Level / bench

Benchmark abstract-level databases.
MIT License
8 stars 2 forks source link

Merge write, -sorted and -random benchmarks into one #6

Closed vweevers closed 5 years ago

vweevers commented 5 years ago

And add options for the keys and values, e.g. --keys/--values <type> where type is one of random, seq, seqReverse. Optionally combined with --keySize/--valueSize.

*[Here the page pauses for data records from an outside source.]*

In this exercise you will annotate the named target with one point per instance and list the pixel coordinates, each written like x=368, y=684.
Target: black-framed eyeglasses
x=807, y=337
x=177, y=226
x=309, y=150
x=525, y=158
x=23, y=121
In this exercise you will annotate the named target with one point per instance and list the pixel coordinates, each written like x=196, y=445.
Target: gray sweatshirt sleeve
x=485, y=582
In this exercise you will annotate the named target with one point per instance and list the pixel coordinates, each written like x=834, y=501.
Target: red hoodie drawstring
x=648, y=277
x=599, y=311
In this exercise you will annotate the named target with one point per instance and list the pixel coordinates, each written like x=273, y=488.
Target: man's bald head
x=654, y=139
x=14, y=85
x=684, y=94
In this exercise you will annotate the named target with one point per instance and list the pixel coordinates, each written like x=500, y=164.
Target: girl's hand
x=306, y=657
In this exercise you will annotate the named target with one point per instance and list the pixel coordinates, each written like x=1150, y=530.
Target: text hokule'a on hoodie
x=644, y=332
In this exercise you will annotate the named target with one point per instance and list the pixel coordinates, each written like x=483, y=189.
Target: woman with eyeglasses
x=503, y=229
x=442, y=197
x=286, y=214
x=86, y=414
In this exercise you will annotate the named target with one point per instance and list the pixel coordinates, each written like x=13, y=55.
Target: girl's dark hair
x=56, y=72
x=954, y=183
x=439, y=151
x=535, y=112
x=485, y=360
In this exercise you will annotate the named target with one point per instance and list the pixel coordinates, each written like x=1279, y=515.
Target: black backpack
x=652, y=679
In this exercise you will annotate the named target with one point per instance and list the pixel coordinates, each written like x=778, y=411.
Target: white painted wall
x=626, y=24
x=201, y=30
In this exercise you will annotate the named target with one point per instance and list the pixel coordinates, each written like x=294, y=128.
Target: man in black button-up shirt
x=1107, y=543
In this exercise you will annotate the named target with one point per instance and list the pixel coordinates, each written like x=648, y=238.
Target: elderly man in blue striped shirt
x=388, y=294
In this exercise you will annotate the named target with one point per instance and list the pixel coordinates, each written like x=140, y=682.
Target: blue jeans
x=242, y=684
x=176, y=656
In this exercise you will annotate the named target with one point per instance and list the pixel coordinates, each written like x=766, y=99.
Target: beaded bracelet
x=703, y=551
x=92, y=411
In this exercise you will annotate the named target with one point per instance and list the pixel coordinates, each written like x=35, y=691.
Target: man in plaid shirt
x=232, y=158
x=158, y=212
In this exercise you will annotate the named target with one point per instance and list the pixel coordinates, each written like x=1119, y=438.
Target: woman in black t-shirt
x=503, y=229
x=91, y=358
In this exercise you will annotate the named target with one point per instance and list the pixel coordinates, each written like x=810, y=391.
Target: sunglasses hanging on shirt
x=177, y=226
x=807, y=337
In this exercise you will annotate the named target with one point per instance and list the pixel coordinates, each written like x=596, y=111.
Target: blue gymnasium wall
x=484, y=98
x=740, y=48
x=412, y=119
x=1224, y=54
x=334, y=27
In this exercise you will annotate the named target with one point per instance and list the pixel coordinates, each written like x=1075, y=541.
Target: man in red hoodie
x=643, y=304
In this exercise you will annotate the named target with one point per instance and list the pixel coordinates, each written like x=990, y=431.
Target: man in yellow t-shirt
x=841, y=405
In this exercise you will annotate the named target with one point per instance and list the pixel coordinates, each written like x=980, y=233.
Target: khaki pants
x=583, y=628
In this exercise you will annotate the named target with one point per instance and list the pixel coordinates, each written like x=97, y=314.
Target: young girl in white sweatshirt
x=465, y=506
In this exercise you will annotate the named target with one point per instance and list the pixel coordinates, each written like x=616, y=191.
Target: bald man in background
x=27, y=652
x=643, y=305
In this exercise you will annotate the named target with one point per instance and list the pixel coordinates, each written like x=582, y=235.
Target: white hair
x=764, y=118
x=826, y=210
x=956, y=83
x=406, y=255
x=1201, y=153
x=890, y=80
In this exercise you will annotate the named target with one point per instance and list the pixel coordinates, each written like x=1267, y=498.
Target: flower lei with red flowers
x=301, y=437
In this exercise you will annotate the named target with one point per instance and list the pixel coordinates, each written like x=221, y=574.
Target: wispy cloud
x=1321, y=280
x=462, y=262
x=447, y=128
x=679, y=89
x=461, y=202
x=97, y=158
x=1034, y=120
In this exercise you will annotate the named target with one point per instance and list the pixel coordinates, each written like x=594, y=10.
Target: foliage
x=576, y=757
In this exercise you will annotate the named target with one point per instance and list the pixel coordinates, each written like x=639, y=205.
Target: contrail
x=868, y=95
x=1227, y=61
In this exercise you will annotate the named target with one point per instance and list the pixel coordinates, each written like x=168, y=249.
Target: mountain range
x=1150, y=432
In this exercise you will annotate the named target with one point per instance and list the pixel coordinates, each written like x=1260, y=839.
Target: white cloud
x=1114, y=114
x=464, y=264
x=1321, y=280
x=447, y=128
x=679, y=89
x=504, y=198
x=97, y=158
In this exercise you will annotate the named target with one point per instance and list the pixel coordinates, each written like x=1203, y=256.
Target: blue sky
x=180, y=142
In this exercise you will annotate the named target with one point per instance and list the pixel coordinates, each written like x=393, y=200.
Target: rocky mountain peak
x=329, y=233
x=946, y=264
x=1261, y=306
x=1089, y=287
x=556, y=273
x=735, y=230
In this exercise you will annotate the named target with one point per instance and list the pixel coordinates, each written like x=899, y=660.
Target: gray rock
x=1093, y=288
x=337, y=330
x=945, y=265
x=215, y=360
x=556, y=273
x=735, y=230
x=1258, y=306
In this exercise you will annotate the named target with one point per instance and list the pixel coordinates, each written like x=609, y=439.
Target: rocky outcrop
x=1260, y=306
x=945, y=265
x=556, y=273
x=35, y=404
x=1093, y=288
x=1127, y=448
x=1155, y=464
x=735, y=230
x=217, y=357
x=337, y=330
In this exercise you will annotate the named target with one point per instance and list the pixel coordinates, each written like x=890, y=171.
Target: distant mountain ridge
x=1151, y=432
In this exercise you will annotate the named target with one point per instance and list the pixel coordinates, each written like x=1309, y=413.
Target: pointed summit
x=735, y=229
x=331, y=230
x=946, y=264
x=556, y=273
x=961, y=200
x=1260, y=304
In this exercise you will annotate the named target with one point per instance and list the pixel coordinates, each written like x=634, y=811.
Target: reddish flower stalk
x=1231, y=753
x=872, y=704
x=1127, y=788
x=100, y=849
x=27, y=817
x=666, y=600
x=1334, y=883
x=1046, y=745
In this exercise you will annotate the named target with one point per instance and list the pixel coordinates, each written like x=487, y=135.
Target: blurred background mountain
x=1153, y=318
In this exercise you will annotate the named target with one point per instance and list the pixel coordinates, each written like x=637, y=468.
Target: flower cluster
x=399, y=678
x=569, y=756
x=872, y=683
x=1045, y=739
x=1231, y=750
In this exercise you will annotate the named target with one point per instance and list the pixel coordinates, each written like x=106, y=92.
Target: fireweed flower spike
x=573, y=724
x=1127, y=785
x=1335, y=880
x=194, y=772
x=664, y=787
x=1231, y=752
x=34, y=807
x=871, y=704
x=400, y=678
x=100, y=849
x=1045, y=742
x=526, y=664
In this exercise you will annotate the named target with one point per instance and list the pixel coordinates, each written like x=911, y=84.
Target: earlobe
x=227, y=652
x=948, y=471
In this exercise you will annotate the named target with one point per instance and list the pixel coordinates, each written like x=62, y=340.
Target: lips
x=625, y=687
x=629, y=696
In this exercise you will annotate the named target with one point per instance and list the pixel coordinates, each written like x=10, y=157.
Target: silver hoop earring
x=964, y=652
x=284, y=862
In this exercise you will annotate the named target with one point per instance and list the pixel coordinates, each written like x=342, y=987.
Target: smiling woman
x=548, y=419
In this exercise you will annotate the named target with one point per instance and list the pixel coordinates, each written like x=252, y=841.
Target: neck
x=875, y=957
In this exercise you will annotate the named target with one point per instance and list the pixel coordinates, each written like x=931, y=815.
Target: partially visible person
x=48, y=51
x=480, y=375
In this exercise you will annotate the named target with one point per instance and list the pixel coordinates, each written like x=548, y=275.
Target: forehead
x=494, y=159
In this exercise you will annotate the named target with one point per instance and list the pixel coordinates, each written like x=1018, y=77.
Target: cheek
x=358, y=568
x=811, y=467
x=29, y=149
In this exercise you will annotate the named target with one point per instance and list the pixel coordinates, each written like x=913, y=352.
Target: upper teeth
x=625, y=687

And rename the merged benchmark to put.

The next steps might be to:

  1. Compare and evaluate these options, possibly remove some
  2. Replace and/or enhance the options with "property-based" options (e.g. where you could specify --length-distribution zipfian) (https://github.com/Level/levelup/issues/227)
  3. Create "workloads" with mixed operations (along the lines of level-bench run workload --read-proportion 0.4 --update-proportion ..).
vweevers commented 5 years ago

Interesting bit from the YCSB paper:

The workload client must make many random choices when generating load: which operation to perform (Insert, Update, Read or Scan), which record to read or write, how many records to scan, and so on. These decisions are governed by random distributions. YCSB has several built-in distributions:

  • Uniform: Choose an item uniformly at random. For example, when choosing a record, all records in the database are equally likely to be chosen.
  • Zipfian: Choose an item according to the Zipfian distribution. For example, when choosing a record, some records will be extremely popular (the head of the distribution) while most records will be unpopular (the tail).
  • Latest: Like the Zipfian distribution, except that the most recently inserted records are in the head of the distribution.
  • Multinomial: Probabilities for each item can be specified. For example, we might assign a probability of 0.95 to the Read operation, a probability of 0.05 to the Update operation, and a probability of 0 to Scan and Insert. The result would be a read-heavy workload.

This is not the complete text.